Astoria shook her head in tears.
"No, I couldn't. But it doesn't make being left behind any less painful. I wanted to give him everything, make him happy."
"Ah yes – I know everything about being left behind." Lucius smiled a tight lipped smile.
"What happened?"
"She left me, of course. If I had been a wiser man, I would have seen it coming. A woman like her could never be happy or even content being a mistress. I ignored the signs, and they were there. It was like watching a beautiful butterfly caught in a glass jar. In the beginning she was beautiful, deliriously happy, fluttering around, vivacious.
"But as time wore on the situation became more and more unbearable for her. She was slowly dying. Out of her natural element, suffocating like the butterfly in the jar. She wanted to make it official, wanted me to leave Narcissa. She said that the situation wasn't fair to either of them. That I couldn't just go from her bed to my marriage bed, leading both of them on.
"I don't think that she held Narcissa in very high esteem. After all she knew that Narcissa had accepted my affairs before and would accept this one, too, if she ever found out. She said that she herself was a fool, for accepting being in a relationship with a married man. To always take the back-seat behind my family and other obligations.
"During the last months of our relationship she cried a lot. And to be honest, I doubt that I saw half of it. I suspect that she was suffering from depression at that time. It was my fault and my fault alone.
"I was so fascinated by my delicate butterfly, that I didn't realise my jar wasn't good enough for her. That I killed everything beautiful within her. I didn't see that she was meant to fly free, not kept in a restrictive and diseased arrangement like ours. I saw her fluttering and flying against the glass walls without realising that it broke her wings. I only saw what I wanted to keep, not what I was doing to her.
"Everything I loved so much about her was gone in the end. Her strength, her determination, her independence and her laugh. All gone. She begged me to leave Narcissa. Again and again. She told me what she wanted, what she dreamt of. It all sounded perfect to me. And still, I hesitated.
"What would a divorce do to my fortune, my standing, my business? Why endanger that when I could have it all? The wife who reflected my place in society, and the mistress I loved. In my head it was all so easy. I imagined that I could have her, maybe even have a family with her, without giving up anything.
"What a horribly selfish man I was. I didn't even think about what the situation was doing to her. That the idea of me sleeping with Narcissa made her vomit. That she went to bed alone most of the time. That she went to every function, every event, single or escorted by a friend. While I profited from our deal in every aspect, it was a disaster for her.

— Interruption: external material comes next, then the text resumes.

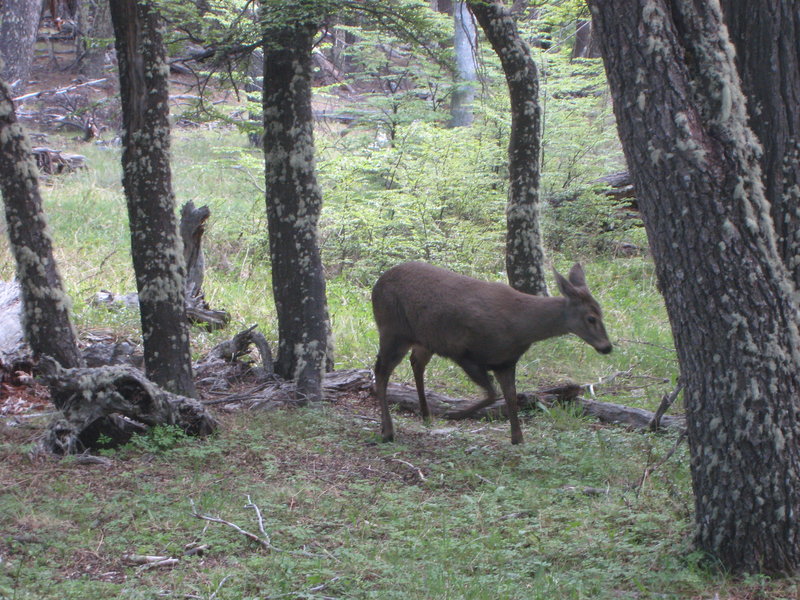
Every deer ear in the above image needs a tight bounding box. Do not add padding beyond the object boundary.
[569,263,586,287]
[553,267,578,298]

"I still don't know what the breaking point was, but she finally confided in a friend. She finished with me the same night. I didn't believe she would stick to it, thought she'd come back. We loved each other so much, that I simply couldn't imagine she'd be gone. But she didn't turn up when I asked to meet her the next time. Or the time after. Or the time after that. She didn't inform me where she would be travelling to for ministry business anymore either.
"I tried to go to her flat, but her friend had got her a new one. It was on a high security list, so I couldn't even discover the address for myself. When I inquired at the ministry I learned that she had resigned.
"From a friend I heard that she was seeing a psychiatrist. He obviously didn't know that we had been seeing each other, but apparently it was the biggest news at the time. That she was so broken that she needed to see a shrink.
"It was then that I gave up. I finally saw what I had done to her. I had completely destroyed the woman I loved. I didn't deserve her, but still she offered her love, offered herself. Gods, I was so selfish. I could have given her what she wanted, or left her alone. Either way ultimately she would have been fine. But instead, I played her, tried to get the maximum of what I could possibly get and hurt her in the worst way imaginable."
"Did you ever see her afterwards?"
"She disappeared for a lengthy period of time. But yes, I have seen her since. The first time I saw her came as a great shock to me. And to her, too, I think. She paled when she saw me and hurried the other way. She was..."
Lucius breathed heavily and closed his eyes before he continued.
"She was pregnant."
"Oh!" Astoria grabbed his hand over the table and squeezed it in sympathy. "Was it... I mean is it..."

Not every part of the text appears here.